Em discurso no Planalto, Bolsonaro fala em ‘libertar’ país do socialismo

O presidente Jair Bolsonaro reviveu a retórica de sua campanha eleitoral e atacou a esquerda em seu primeiro discurso no Palácio do Planalto, após receber a faixa presidencial das mãos do ex-presidente Michel Temer (MDB). Dirigindo-se sobretudo aos apoiadores que se concentravam na Praça dos Três Poderes, Bolsonaro disse do alto do parlatório do palácio que sua posse representa “o dia em que o povo começou a se libertar do socialismo, da inversão de valores, do gigantismo estatal e do politicamente correto”. Ele falou também em “restabelecer a ordem neste país”.

Em outro trecho de sua fala na sede do governo, o presidente disse que “não podemos deixar que ideologias nefastas venham a dividir os brasileiros. Ideologias que destroem nossos valores e tradições, destroem nossas famílias, alicerce da nossa sociedade”. O público reagia aos gritos de “mito”, apelido de Jair Bolsonaro entre seus admiradores.
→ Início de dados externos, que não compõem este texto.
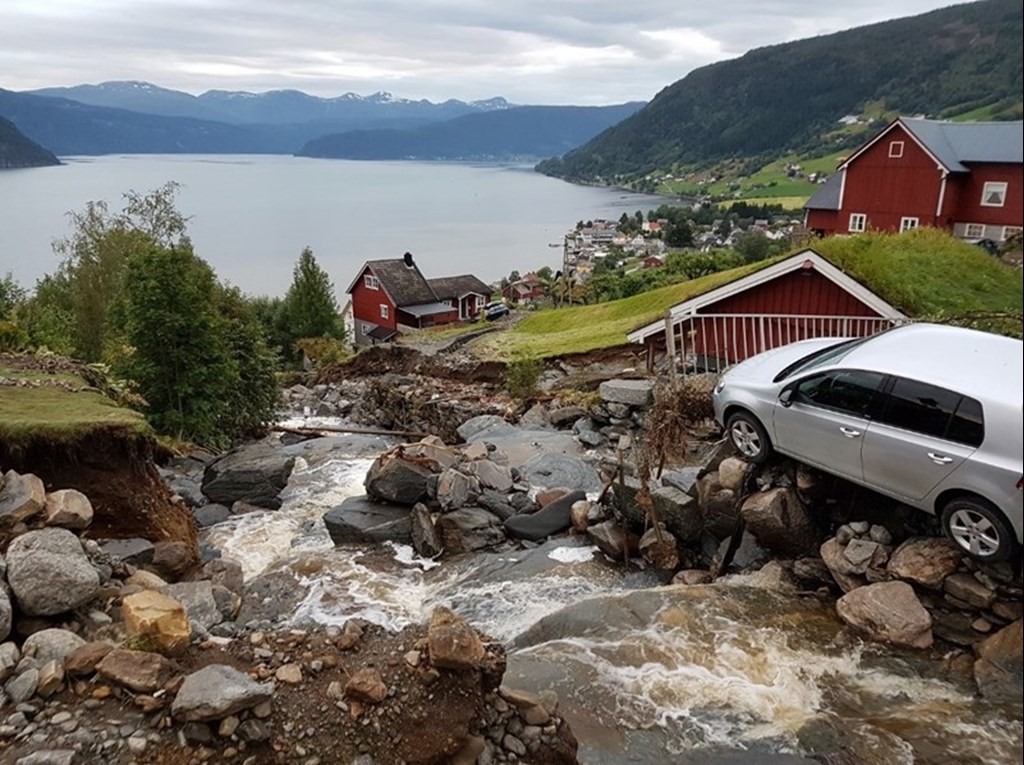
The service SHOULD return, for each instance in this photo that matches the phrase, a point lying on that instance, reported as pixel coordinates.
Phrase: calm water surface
(252, 215)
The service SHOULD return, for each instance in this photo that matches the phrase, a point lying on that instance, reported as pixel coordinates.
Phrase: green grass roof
(925, 273)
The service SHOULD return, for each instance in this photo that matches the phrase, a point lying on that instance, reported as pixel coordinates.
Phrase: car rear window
(933, 411)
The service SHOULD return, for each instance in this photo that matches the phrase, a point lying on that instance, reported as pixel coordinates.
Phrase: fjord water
(734, 673)
(252, 215)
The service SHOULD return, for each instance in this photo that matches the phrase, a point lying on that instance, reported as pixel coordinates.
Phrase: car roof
(976, 364)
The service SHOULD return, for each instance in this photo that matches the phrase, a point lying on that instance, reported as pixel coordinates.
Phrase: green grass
(925, 273)
(55, 415)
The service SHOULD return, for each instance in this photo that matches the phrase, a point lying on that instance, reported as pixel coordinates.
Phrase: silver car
(927, 414)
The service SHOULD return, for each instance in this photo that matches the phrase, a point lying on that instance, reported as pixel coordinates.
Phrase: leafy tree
(309, 308)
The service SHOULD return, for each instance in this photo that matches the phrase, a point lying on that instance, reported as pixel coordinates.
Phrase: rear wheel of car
(979, 528)
(749, 436)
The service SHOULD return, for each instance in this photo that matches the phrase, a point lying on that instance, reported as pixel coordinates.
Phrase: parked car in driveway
(926, 414)
(496, 310)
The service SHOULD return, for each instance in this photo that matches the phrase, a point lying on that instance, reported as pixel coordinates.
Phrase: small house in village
(800, 297)
(390, 295)
(964, 177)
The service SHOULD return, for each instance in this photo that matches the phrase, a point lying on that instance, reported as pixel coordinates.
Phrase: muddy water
(730, 673)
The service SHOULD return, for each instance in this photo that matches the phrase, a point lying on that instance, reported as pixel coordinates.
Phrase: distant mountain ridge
(18, 151)
(270, 108)
(962, 59)
(526, 132)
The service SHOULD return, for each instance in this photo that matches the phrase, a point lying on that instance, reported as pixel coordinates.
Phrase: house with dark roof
(797, 298)
(392, 294)
(964, 177)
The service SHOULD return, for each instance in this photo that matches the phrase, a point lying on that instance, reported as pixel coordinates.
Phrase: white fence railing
(712, 342)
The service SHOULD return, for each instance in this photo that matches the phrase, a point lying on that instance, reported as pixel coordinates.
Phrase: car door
(823, 418)
(922, 434)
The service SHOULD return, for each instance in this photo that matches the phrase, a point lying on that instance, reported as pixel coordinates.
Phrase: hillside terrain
(16, 150)
(522, 131)
(815, 96)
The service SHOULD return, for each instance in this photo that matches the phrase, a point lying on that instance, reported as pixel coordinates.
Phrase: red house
(965, 177)
(801, 297)
(388, 295)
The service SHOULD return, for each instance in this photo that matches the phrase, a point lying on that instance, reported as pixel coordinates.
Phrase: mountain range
(964, 61)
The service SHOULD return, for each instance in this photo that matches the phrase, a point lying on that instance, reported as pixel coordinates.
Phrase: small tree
(310, 308)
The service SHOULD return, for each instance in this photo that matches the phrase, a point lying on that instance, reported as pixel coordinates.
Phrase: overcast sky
(529, 51)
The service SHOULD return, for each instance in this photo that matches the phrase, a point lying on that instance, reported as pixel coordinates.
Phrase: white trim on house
(883, 134)
(791, 264)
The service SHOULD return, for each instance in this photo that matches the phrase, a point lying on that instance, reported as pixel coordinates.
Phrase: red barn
(391, 294)
(801, 297)
(964, 177)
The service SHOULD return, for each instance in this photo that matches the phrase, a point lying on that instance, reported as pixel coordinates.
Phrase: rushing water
(728, 673)
(251, 216)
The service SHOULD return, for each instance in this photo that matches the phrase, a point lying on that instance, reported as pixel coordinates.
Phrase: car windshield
(820, 357)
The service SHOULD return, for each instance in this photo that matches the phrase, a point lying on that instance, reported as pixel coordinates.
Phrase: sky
(528, 51)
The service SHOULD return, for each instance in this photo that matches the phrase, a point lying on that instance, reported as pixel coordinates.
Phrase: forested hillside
(16, 150)
(791, 97)
(523, 131)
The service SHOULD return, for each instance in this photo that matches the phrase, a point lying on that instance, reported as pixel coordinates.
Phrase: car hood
(764, 367)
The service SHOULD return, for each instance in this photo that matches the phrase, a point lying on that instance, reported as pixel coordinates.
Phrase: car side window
(850, 391)
(933, 411)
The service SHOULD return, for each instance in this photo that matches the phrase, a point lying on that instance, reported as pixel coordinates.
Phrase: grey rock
(255, 474)
(356, 519)
(469, 528)
(426, 540)
(633, 392)
(52, 644)
(551, 470)
(199, 601)
(209, 515)
(49, 572)
(135, 550)
(216, 691)
(553, 518)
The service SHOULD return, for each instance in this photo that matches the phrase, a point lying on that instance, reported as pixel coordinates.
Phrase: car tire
(749, 436)
(979, 528)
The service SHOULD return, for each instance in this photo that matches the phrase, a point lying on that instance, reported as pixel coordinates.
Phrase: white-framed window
(993, 194)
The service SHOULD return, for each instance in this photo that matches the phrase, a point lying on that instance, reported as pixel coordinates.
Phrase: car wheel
(979, 528)
(749, 436)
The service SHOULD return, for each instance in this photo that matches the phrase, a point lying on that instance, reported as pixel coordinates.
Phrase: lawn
(925, 273)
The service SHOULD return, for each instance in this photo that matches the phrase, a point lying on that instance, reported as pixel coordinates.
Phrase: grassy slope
(925, 273)
(56, 415)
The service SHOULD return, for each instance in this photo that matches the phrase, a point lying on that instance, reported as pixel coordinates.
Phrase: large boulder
(555, 517)
(780, 521)
(22, 497)
(469, 528)
(217, 691)
(560, 470)
(253, 474)
(632, 392)
(998, 669)
(927, 560)
(889, 611)
(356, 519)
(158, 618)
(395, 478)
(49, 572)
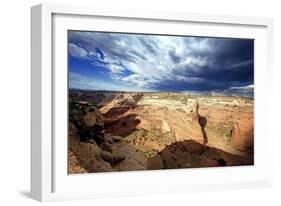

Mesmo quando enumerou os maiores desafios de seu governo, citando a superação da crise econômica e a redução do desemprego, Bolsonaro não deixou de falar em combater “ideologização de nossas crianças”, “desvirtuamento dos direitos humanos” e “desconstrução da família”.

Ao abordar a segurança pública, um dos grandes temas de sua plataforma de governo, o presidente recém-empossado declarou que “também é urgente acabar com a ideologia que defende bandidos e criminaliza policiais, que levou o Brasil a viver o aumento dos índices de violência e do poder do crime organizado, que tira vidas de inocentes, destrói famílias e leva a insegurança a todos os lugares”.

Outro setor de seu governo que só foi citado pelo presidente para criticar a esquerda foram as relações internacionais, cujo “viés ideológico” ele prometeu “retirar”. O ministro das Relações Exteriores escolhido por Bolsonaro, o diplomata Ernesto Araújo, foi indicado pelo filósofo de extrema-direita Olavo de Carvalho e é um crítico do “marxismo cultural” e do “globalismo”.